“Why?” I was asked on Facebook where all great questions originate. Well, because the Neverending Pasta Bowl has become a tradition, one I must heed despite little interest in flour and water formed into shapes, reconstituted (in unsalted water, of course) and coated in thick tomato sauces during my day-to-day life.
Pizzas may continue being overstuffed, or rather, turned into full-course meals, and burgers may blacken and pinken, yet some things stay staunchly the same. With the fate of autumn novelty, the McRib, up in the air this year, at least you can count on Olive Garden offering all-you-can-eat pasta for a price that still starts a penny shy of $10 some time toward the end of summer, usually August–this year it fell unusually late (and lasts through November 9).
Each of my experiences have gotten progressively weirder. I’m not really sure what the promotion costs in reality, despite scrutinizing the receipt. Small print on the website threatens the usual higher prices may apply in NYC garbage, but the base price appears to be $9.99 like anywhere else. As in previous jaunts, if you live in NYC the only clue that this deal exists may be if you catch a commercial on TV. There are no menu inserts or advertisements, no lent cheat sheet as in years past, just a quick verbal description with no prices given.
I suppose one could follow Olive Garden’s millennial-baiting Twitter account for NEPB alerts. Weird Corporate Twitter has become the social media standard. The newish website is designed in that tiled Pinterest style with links to things young people care about like “culinary innovation” and “nutrition,” the redesigned logo curling like reassuring text on the packaging of an eco-friendly feminine hygiene product.
The thing is, the restaurant had no wifi, which won’t do for its intended demographic. I couldn’t even get a signal on my own, and I desperately wanted to Instagram the shit out of my progressing bowls (and ultimately typed bowel later while hastily trying to upload a picture before Gone Girl started because my biggest fear is becoming a during-movie texter, followed by an on-plane barefooter) and ping the brand for attention, but obviously no hashtags were displayed on signage because this NEPB is a stealth campaign of the highest order.

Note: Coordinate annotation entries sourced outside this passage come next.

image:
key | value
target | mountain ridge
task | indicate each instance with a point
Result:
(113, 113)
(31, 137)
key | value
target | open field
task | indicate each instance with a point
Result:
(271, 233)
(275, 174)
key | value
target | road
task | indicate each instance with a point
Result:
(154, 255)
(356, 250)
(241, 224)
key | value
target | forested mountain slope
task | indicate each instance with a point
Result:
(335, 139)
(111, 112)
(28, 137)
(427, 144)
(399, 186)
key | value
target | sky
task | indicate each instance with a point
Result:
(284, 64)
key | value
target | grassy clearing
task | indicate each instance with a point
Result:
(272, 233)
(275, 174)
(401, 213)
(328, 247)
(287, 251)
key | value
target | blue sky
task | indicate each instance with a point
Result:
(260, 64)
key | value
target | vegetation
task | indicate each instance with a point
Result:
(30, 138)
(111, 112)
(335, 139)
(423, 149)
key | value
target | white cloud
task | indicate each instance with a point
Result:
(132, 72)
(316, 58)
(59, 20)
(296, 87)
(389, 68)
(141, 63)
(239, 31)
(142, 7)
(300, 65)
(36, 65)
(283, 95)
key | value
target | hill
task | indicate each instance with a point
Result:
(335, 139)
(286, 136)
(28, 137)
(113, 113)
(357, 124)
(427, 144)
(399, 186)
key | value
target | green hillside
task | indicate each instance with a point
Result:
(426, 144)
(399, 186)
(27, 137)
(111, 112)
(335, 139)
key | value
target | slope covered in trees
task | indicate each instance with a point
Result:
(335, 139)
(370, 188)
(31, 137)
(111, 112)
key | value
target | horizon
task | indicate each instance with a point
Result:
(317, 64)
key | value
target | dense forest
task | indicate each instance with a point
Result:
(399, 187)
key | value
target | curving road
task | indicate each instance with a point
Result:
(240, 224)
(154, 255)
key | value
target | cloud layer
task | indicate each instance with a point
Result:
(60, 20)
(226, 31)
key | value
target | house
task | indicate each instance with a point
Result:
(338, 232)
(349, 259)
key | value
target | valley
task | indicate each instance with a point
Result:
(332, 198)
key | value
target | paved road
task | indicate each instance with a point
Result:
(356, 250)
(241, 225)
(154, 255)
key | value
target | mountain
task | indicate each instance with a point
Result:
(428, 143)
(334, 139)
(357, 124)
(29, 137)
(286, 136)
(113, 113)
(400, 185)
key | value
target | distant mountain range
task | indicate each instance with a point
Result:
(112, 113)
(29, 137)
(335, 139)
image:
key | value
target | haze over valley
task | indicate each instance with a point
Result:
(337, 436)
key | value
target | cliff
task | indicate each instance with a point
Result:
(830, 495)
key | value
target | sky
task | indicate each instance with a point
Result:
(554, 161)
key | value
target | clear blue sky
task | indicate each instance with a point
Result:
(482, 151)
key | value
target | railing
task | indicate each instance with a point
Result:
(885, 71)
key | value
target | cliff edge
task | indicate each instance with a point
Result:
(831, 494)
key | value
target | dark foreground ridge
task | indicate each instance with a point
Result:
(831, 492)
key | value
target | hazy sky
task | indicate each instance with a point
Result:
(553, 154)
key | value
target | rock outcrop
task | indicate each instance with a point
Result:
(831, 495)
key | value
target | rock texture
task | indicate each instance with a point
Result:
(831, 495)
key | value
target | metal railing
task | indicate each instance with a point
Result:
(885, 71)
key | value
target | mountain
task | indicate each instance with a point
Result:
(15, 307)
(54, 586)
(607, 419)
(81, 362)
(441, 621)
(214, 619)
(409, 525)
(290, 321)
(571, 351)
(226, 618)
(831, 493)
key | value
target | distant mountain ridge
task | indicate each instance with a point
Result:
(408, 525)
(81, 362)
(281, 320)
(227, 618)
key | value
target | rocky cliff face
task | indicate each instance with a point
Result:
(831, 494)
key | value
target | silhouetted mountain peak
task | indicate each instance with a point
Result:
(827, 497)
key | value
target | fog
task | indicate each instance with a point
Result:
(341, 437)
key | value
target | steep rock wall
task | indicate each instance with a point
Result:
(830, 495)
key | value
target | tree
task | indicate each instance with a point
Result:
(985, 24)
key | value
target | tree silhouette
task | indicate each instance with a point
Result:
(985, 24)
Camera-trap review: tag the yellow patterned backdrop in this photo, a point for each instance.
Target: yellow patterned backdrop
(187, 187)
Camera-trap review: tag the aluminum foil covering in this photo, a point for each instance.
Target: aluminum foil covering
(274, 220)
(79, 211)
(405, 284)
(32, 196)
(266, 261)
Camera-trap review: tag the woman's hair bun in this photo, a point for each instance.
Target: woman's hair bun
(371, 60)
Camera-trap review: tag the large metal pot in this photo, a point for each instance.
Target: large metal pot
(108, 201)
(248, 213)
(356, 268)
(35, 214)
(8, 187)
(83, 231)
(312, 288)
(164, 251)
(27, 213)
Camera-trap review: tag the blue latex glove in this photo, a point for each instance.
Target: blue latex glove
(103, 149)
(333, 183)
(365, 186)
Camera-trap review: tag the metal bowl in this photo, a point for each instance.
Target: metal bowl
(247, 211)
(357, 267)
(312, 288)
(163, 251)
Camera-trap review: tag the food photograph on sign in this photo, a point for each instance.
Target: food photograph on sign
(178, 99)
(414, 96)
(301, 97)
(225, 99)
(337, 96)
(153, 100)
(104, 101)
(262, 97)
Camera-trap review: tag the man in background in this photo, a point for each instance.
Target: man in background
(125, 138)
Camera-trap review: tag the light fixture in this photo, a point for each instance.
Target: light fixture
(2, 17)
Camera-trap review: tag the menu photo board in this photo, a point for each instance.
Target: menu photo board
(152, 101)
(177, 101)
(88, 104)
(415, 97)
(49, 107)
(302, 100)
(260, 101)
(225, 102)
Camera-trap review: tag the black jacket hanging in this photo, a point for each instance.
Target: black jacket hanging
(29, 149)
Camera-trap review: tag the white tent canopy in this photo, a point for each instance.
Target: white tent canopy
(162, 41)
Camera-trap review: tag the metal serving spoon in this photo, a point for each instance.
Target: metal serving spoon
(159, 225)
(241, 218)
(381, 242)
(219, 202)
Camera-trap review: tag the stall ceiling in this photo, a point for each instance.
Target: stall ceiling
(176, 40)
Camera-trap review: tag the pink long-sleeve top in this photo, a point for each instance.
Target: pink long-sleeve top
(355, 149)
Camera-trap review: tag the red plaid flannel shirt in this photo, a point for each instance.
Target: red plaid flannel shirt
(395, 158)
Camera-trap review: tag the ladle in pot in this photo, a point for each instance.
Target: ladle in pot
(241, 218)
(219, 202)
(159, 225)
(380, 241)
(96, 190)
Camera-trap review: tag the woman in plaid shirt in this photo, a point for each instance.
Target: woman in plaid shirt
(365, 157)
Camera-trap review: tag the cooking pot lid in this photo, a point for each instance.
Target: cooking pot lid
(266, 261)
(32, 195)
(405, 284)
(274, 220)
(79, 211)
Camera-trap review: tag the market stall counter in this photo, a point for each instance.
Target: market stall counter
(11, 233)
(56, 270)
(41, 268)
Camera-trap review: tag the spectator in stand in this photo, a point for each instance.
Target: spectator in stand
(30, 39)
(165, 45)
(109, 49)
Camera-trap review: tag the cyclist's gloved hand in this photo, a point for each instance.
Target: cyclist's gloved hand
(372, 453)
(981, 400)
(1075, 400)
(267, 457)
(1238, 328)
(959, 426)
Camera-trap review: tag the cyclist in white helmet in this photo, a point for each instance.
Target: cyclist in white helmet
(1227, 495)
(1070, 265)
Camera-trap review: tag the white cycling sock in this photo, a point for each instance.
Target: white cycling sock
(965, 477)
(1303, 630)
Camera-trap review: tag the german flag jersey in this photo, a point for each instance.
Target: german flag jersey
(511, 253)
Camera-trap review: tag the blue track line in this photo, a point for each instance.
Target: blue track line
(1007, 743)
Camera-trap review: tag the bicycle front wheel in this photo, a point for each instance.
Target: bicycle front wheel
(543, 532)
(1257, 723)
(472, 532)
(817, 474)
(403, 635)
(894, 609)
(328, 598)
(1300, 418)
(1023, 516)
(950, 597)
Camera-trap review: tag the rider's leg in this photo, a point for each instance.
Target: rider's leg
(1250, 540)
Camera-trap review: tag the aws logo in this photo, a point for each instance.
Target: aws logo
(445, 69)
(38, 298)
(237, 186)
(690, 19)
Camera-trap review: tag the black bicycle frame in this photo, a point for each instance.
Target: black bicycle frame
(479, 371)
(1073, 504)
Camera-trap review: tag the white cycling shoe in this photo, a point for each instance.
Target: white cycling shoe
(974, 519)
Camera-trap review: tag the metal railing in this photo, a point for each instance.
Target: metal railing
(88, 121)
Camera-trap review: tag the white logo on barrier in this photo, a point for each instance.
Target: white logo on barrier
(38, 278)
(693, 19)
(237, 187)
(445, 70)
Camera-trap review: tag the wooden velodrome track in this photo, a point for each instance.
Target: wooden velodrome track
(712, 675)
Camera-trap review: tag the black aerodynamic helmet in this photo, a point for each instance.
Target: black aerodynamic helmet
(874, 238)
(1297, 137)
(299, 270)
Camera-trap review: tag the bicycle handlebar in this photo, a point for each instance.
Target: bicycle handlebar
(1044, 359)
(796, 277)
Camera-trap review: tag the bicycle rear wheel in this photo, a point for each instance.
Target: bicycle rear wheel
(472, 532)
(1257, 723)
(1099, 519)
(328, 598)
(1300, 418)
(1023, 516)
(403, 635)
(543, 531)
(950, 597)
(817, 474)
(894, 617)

And the plan worked. Not a single diner in the eerie side room that was initially uninhabited, neither the young boy with a father who only ate a bowl of soup, the obvious tourist family of four, the solo lady who gave me faith, nor the girls’ night out crew, was partaking in the deal, and not out of any sense of dignity, I like to believe.
Olive Garden finally convinced me to spring for an extra topping because for the first time in history it wasn’t all sausage or meatballs, but also shrimp fritta a.k.a. breaded, fried shrimp ($4.99 surcharge). Every year two new sauces are introduced, and for 2014 that would be Spicy Three Meat (anyone’s guess which three) and Roasted Mushroom Alfredo, which I only know because of the very informative website. These too, come at a price in select locations. Maybe a dollar in Chelsea? Maybe someone would tell you if you asked? I’m not convinced anyone would know.
Cream sauce, penne and fried seafood? Yes, one bowl is plenty.
Bowl two is the size bowl one should probably be but would break the convivial spirit of NEPB. Scale is hard to parse–this meat sundae is roughly the serving of one generous scoop of ice cream.
Bowl three was forgone in favor of shared chocolate cake. Black Tie Mousse Cake, to be precise, which frankly doesn’t scream young and fresh at all and sounds like something from The Silver Palate Cookbook. If I were an 18-to-34-year-old I would’ve obviously ordered the “dolcini” because small desserts for sharing and health is where it’s at now.